GE Tree trial breach shows institutional contradictions

The Soil & Health Association hopes that Biosecurity NZ’s investigation of last weekend’s security fence breach and cutting down of genetically engineered (GE) trees at Rotorua, will lead to far more rigorous controls and compliance checks at the Scion GE tree field trial.

“Biosecurity NZ will investigate today whether action is required under the HSNO Act due to possible removal of GE plant material, and has indicated it will investigate Soil & Health’s concerns with the field trial,” said Soil & Health spokesperson Steffan Browning.

Soil & Health has previously reported compliance breaches by Scion of the consent conditions for the field trial, and yesterday’s news had raised concerns of GE plant material being removed from the secured area.

“The Environmental Risk Management Authority (ERMA) have said that there appeared not to have been material removed by those involved in the cutting down of GE trial trees, however rabbits appear to have been risking that ever since the trial started, with having both caused damage and repeatedly infesting the trial plot and surrounds.”

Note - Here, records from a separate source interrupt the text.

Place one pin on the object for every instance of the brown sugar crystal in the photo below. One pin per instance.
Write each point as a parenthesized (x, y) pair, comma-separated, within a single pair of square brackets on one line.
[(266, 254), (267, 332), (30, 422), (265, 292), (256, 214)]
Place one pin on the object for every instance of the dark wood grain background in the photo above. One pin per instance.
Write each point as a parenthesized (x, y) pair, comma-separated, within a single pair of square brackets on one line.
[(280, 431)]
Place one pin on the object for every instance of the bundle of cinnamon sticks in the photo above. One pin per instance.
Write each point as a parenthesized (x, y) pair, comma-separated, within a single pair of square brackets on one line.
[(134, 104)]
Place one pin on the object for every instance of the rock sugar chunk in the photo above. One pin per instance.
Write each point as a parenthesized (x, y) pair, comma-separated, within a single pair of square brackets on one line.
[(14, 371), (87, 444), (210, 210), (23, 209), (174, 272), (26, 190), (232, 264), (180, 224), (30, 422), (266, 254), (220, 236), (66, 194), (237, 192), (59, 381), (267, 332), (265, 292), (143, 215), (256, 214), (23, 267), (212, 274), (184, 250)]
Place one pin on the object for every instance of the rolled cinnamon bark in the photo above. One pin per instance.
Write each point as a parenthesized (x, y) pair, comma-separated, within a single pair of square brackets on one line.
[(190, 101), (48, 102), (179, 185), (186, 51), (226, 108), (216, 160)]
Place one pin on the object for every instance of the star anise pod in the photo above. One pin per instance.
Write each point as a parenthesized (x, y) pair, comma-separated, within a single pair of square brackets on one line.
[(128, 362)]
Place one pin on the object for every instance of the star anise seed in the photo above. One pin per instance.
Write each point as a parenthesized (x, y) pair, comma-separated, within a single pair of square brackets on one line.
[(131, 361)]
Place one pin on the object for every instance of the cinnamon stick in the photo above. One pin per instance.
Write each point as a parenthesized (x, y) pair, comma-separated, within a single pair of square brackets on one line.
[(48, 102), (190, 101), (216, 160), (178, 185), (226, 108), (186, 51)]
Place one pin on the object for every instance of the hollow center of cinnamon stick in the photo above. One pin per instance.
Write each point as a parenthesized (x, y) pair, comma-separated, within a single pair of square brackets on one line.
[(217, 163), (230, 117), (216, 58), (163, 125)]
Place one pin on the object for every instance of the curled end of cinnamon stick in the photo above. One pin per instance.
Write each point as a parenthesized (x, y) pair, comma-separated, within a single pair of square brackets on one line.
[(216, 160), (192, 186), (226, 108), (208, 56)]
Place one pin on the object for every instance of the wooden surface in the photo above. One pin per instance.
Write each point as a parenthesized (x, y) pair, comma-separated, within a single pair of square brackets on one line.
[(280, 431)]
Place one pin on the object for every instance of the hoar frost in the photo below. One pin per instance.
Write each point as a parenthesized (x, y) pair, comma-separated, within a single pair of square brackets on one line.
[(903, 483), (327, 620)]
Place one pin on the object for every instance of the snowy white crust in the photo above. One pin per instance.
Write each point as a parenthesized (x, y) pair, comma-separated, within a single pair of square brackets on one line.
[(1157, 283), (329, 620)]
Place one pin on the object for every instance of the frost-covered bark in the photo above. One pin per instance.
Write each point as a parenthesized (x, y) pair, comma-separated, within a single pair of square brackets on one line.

“Ironically, Scion’s own activities will be the greater risk with material being removed on mower equipment following mulching of GE tree prunings. Scion have been granted an ERMA amendment to their consent, which previously required autoclaving or incineration of cuttings or plant material. The mulching of prunings allows even more GE material to remain in the environment, and with no clean down facility on site, means GE plant material being removed to other adjacent non-GE trial sites and forestry areas.”

“Amendments such as these, further show ERMA’s lack of precaution and bias towards field trials. Agresearch, Crop & Food, and Scion, the operators of the only New Zealand GE field trials, have all used the amendment process with ERMA allowing changes that the public have not had opportunity to adequately scrutinize.”

“Civil disobedience is not surprising, when precaution and transparency are disregarded,” said Mr Browning. “Considering overwhelming opposition to genetic engineering in New Zealand, field trials should be treated as a privilege and run to the highest level of precaution.”